However, it remains unclear what role, if any, biological-motion-sensitive regions of the STS play in multimodal speech perception. By and large, facial motion—including natural facial motion (Puce et al., 1998), movements of facial line drawings (Puce et al., 2003), and point-light facial motion (Bernstein et al., 2011)—yield activation quite posteriorly in the STS, a location that is potentially distinct from auditory and visual speech-related activations.
Superior Temporal Sulcus Speech Representations
Greg Hickock and colleagues at the University of California, Irvine investigated the functional organization of superior temporal sulcus with respect to modality-specific and multimodal speech representations. Twenty younger adult participants were instructed to perform an oddball detection task and were presented with auditory, visual, and audiovisual speech stimuli, as well as auditory and visual nonspeech control stimuli in a block fMRI design.
A posterior to anterior gradient of effects related to visual and auditory speech information in bilateral superior temporal sulcus (STS). Three separate meta-analyses were performed using NeuroSynth (http://neurosynth.org) to identify studies that only included healthy participants and reported effects in STS. Two custom meta-analyses (dynamic facial expressions, audiovisual speech) and one term-based meta-analysis (speech sounds) were performed (see color key for details). The FDR-corrected (p < 0.01) reverse inference Z-statistic maps for each meta-analysis were downloaded from NeuroSynth for plotting. Results from dynamic facial expressions (blue), audiovisual speech (green), and speech sounds (red) meta-analyses are plotted on the study-specific template in MNI space (see “Study-Specific Anatomical Template” Section) and restricted to an STS region of interest to highlight the spatial distribution of effects within the STS.
The results demonstrated the following:
(1) activation in the STS follows a posterior-to-anterior functional gradient from facial motion processing, to multisensory processing, to auditory processing; (2) speech-specific activations arise in multisensory regions of the middle STS; (3) abstract representations of visible facial gestures emerge in visual regions of the pSTS that immediately border the multisensory regions.

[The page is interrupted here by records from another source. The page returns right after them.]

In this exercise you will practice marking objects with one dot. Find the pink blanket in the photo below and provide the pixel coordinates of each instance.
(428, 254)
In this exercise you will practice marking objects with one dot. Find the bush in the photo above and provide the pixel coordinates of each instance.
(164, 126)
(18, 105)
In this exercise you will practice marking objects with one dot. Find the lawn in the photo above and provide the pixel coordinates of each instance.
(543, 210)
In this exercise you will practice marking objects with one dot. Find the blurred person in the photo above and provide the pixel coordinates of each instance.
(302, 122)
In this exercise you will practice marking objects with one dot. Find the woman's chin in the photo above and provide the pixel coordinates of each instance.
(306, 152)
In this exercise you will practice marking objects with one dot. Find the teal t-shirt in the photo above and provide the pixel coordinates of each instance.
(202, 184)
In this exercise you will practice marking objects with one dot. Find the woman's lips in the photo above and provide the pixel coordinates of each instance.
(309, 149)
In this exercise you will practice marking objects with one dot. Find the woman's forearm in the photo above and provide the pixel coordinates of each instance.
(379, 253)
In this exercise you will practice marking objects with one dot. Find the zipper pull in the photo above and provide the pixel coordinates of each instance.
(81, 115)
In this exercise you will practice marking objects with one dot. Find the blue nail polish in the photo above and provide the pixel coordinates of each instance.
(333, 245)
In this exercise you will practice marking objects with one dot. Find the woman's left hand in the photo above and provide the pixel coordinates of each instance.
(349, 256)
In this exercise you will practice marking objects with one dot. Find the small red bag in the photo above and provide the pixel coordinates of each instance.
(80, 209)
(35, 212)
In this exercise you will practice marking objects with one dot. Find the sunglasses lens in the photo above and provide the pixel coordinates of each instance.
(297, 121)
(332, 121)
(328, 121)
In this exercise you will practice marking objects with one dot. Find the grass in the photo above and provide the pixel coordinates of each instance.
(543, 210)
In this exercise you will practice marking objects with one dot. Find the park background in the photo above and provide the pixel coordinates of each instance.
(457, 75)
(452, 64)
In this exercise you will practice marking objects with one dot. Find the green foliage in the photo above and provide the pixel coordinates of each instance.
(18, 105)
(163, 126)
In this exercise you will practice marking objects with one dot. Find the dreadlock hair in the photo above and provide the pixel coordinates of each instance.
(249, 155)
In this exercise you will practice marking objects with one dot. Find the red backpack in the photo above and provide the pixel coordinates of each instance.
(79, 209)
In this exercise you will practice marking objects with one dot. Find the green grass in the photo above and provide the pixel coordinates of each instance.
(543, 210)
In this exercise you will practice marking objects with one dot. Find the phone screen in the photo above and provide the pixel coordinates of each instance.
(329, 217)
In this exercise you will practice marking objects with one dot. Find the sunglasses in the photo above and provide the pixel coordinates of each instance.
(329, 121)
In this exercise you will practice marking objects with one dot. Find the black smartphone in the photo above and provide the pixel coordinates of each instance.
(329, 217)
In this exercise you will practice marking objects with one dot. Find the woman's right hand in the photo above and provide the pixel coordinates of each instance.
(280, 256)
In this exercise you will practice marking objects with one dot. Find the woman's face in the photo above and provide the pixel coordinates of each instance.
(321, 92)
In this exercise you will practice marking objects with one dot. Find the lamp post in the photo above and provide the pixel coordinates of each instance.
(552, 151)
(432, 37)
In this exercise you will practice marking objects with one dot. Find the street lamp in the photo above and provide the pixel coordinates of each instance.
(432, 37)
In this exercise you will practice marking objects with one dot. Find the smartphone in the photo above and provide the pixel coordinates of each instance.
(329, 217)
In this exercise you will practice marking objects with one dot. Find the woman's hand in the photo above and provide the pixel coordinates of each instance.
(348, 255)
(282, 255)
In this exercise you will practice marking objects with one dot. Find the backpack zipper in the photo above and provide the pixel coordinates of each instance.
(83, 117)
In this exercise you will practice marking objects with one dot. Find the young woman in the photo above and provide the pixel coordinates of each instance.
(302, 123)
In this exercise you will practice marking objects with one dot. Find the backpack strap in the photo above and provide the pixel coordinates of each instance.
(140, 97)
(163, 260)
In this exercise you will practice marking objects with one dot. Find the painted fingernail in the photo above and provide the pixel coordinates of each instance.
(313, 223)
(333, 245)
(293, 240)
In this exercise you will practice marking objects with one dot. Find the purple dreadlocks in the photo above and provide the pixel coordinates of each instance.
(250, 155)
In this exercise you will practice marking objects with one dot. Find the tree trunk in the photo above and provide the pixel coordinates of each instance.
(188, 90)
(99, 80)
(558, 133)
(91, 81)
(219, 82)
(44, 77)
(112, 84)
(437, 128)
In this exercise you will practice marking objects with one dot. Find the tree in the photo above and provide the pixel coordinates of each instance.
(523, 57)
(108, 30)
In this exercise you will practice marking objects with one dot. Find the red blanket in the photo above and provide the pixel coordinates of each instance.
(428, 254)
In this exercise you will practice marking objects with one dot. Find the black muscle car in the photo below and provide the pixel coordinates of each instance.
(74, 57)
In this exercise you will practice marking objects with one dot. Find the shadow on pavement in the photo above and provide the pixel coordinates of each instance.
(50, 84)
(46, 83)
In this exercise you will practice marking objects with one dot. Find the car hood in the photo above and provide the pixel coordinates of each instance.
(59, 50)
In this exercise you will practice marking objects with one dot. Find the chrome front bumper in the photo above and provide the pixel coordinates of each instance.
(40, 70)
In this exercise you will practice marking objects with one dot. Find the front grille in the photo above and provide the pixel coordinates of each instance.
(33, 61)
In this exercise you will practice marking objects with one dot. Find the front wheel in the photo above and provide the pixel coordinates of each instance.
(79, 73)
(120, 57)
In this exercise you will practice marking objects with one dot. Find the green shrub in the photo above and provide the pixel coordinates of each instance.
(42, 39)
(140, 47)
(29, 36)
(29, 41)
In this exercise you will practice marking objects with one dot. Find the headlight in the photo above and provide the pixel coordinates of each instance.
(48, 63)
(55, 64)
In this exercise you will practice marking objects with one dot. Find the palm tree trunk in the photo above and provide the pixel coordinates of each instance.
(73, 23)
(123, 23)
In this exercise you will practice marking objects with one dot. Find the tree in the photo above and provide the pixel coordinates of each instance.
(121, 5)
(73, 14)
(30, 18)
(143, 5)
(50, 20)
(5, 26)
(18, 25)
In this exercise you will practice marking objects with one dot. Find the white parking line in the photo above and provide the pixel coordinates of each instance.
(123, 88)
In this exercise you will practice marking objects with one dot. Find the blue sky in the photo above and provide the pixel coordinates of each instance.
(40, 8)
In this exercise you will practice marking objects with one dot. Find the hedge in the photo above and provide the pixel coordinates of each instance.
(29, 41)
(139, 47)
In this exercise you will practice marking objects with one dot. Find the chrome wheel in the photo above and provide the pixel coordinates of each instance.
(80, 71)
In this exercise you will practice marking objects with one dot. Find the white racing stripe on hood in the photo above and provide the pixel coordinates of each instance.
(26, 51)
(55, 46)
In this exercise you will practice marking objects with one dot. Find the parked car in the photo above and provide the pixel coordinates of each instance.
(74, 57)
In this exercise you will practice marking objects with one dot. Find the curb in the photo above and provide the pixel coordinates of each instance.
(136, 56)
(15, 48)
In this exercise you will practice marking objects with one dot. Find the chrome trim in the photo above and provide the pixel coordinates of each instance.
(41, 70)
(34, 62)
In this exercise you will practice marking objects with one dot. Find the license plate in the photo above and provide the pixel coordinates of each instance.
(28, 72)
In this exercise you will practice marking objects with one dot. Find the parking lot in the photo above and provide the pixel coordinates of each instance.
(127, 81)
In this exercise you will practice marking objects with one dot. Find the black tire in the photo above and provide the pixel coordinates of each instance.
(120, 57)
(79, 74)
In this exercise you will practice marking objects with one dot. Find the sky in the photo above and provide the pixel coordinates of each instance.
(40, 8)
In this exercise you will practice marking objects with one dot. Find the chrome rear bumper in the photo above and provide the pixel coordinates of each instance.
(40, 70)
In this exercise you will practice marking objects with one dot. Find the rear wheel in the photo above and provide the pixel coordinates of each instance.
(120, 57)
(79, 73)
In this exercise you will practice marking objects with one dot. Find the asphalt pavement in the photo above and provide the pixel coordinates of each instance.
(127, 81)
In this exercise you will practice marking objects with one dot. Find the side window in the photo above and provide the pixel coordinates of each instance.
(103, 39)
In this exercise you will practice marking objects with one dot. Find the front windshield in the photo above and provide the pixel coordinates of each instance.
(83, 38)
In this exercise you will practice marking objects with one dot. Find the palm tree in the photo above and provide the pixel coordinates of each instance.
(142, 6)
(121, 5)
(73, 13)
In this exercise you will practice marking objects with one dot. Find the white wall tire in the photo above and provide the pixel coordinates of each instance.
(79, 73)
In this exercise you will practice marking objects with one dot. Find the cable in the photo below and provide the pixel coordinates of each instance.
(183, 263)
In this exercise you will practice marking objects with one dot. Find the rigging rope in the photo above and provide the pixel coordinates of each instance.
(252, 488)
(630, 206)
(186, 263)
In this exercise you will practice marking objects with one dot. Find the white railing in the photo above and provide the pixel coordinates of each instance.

The authors therefore suggest a functional-anatomic workflow for speech processing in the STS — namely, lower-level aspects of facial motion are processed in the posterior-most visual STS subregions; high-level/abstract aspects of facial motion are extracted in the pSTS immediately bordering mSTS; visual and auditory speech representations are integrated in mSTS; and integrated percepts feed into speech processing streams (Hickok and Poeppel, 2007; Rauschecker and Scott, 2009), potentially including auditory-phonological systems for speech sound categorization in more-anterior regions of the STS (Specht et al., 2009; Liebenthal et al., 2010; Bernstein and Liebenthal, 2014).